Last night, we heard an artist, Joe Anastasi, who has painted portraits of the homeless in our city (here is a YouTube where he talks about his work). What was amazing in viewing his paints was how he captured something of the depths and dignity and soul of people we often avert our eyes from. I was reminded again how there are depths and wonders in every human life that it takes a lifetime to discover. One of the wonders of marriage for life is that we have the time to truly explore the depths and wonder of another person, to cherish and nourish and celebrate that with each other through the various seasons of life. I’m so glad to be on that journey with the one I love, and for the grace and protection of God who has given us nearly 36 years so far. Happy Valentines Day, my love!

(For more thoughts on this thing called love, see my post from earlier this week, Love Stories.)

Love Stories

For any of you who have followed me, you have probably figured out that you won’t see many reviews of love stories, and likely none of romance novels.  Between the ads that show up on my Kindle and posts this week (as Valentine’s Day approaches), in places like the New York Times Review of Books and Publishers Weekly, it has come to my awareness that I am definitely out of step with a certain segment of the reading public!

128px-Love_Heart_SVG.svg

I can readily hear the women who follow this blog shouting at this point, “it’s because you are a man!” All I can say to that is, “guilty as charged!” Personally, I’d like to think it is because I am living two of the greatest love stories I’ve known–one with my wife of 35 years and one as part of the church as Christ’s betrothed and beloved of God.

That said, on further reflection, I have to say that I enjoy love stories when they are part of bigger stories. Right now I am reading Glorious Waran account of George Custer’s Civil War adventures.  Interspersed with narratives of Custer’s boldness, strategic sense, and courage in battles, we have the adventure of his courtship and marriage of Libbie Bacon. The love story is a welcome respite from the battle scenes and helps me see Custer as more than a one dimensional figure.

Likewise, one of the things I’ve always loved about Wendell Berry’s Hannah Coulter is that it sets her marriage and deepening love for Nathan Coulter alongside the challenges of rural agriculture, the memories of war, and the obligations of extended family and community.

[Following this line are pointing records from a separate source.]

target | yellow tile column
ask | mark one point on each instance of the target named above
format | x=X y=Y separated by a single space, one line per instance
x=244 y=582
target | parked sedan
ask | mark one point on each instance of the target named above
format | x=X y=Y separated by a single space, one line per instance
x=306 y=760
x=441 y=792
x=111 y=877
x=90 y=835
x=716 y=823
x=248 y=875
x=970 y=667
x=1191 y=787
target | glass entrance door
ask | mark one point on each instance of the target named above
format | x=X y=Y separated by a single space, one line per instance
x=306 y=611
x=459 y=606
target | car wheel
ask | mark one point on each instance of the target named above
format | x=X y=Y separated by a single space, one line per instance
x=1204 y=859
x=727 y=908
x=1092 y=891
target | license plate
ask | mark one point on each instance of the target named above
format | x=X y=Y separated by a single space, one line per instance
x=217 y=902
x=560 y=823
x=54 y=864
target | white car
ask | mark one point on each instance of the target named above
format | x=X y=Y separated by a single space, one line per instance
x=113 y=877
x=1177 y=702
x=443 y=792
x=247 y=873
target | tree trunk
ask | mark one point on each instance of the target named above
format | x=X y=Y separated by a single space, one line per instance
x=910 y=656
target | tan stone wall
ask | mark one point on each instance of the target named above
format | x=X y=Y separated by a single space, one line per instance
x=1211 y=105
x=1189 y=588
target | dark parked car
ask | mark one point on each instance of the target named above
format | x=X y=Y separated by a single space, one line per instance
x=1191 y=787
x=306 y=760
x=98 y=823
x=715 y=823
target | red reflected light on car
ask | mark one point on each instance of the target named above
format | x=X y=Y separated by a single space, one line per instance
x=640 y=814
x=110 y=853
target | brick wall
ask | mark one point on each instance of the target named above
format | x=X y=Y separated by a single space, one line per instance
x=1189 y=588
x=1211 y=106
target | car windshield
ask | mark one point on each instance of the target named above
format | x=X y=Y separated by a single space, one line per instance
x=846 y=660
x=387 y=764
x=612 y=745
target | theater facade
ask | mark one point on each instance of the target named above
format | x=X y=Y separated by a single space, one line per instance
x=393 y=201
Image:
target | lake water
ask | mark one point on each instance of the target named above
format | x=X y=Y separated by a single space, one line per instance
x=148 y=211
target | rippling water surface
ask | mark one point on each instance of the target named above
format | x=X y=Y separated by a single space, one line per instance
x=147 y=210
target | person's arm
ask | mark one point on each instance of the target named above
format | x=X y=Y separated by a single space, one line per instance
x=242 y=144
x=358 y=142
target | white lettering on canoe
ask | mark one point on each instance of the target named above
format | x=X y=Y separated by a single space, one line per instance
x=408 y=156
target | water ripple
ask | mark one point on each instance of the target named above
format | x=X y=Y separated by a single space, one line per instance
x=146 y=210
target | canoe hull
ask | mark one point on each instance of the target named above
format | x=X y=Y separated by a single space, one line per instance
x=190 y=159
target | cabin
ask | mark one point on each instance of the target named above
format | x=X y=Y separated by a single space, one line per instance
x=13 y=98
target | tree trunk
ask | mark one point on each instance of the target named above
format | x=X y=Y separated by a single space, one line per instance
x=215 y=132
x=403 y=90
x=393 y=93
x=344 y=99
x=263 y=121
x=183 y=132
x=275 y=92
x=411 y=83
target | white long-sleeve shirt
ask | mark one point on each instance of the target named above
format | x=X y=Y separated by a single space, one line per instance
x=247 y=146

It was fascinating for me to read Caitlin Flanagan’s review of Daniel Jones Love Illuminated. Jones edits the Modern Love” column for The New York Times. She expresses her surprise at her discovery of a central thread in Jones book:

“We were promised an exploration of life’s most mystifying subject, but instead what we keep coming back to is a study of life’s least mystifying subject: how it might come to pass that two like-minded graduate students in the same creative writing program might fall in love, get married, learn that marriage is not composed of an unfolding series of ever-heightened erotic pleasures, and yet still manage, year after year, to keep their leaky but serviceable vessel out of dry dock.”

Maybe this explains for me why I like the kinds of love narratives I’ve described above. They are situated in the much larger and yet less fantastic context of real lived, human experience. I like the phrase “leaky but serviceable vessel”. Real love wars with our personal selfishness and calls us into self-denying love. It struggles through raising children together, financial tensions, illness of parents or spouse, the tension of the siren call of career and the harder work of going deeper in the encounter with one other. Probably like others on this journey, I have to say it has been only in a small measure what I imagined, and looking back over 35 years, far better than I could ever have hoped.

As I write these words I’m conscious of my single or formerly married friends. I neither want to venture explanations of why one hasn’t yet found the love we’ve lived these many years nor why it hasn’t worked out for another. That would only be to add to the pain. What I would propose instead is that the love stories we read should not be the ones that are anodynes for our pain or fantasies of what we wish we had, but the narratives that set love in the larger context of life, that prepare us to be better lovers wherever God gives us the chance to love.